HTML5 vs Android: Apps or Web for mobile development??

2 min read

This is a hotly discussed topic recently. The web is now a fully-capable platform and it's getting better and better as the HTML5 standard advances. And that's actually also the point why we're even here to discuss topics like this. QCon London this year clearly showed the trend which is going into the HTML5 + JavaScript direction rather than for native.



If it's for me personally, then I'd say you "go and develop a fancy nice Android app". Why? Because you have its full power at hand, a market where to deploy it and hence a nice potential audience which is going to consume it. That's the point! Your range of target consumers. I'm saying this, though, because I'm and Android fanboy, I know how to develop Android apps and I love to develop for it!

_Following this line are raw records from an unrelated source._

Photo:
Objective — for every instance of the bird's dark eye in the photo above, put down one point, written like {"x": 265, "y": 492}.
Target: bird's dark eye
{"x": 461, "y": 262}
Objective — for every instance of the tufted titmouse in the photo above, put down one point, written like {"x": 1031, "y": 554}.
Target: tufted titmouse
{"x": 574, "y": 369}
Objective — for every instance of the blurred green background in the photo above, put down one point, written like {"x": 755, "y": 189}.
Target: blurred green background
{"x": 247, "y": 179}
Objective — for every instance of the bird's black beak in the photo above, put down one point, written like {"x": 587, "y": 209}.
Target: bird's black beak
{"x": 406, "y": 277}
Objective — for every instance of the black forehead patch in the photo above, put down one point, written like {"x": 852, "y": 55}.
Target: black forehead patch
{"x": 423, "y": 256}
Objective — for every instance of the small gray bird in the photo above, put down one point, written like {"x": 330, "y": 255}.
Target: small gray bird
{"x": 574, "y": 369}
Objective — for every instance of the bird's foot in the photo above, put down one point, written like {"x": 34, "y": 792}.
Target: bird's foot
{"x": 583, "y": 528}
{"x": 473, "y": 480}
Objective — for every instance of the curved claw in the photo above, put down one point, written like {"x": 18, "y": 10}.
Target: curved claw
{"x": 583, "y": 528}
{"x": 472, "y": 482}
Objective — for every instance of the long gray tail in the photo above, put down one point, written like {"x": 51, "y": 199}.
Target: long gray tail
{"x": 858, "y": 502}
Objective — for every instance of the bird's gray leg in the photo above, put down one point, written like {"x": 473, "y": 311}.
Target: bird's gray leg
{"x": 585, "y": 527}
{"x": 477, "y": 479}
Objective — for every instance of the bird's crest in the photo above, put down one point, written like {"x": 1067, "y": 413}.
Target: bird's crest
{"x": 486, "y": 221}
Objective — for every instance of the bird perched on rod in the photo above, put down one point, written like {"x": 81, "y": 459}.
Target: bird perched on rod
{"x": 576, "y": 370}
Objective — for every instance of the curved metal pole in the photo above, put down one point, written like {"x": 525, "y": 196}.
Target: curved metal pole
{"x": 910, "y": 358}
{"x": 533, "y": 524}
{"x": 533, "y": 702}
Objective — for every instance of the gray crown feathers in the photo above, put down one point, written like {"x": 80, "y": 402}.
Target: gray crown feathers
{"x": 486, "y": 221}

But if you're in the industry, more specifically, in the web industry, things change immediately. A major fact there are the human resources and the required knowledge you have to deal with/acquire. That's exactly the scenario where I'm currently in. As an architect in a web development company, I cannot just say "come on, lets open another development branch, hire good mobile devs or train existing ones". Well, I could, but it wouldn't be the most economic way of doing things. Instead, what you aim to do is to reuse existing resources, in the form of knowledge and devs as much as you can. Because in the end, (at least for now) 80-90% of our focus will still be the web platform, but we have to be ready also for the remaining 10-20% allocated to the mobile part. And the latter one is growing enormously fast.
I predict that this year Apple will announce a new programming model for iOS which will be based on Javascript.
IMHO that would be great. Consider how many more people would start developing for iOS if they would be granted to develop in a language they know (JavaScript and HTML5) and to publish their "web" mobile apps on the official market.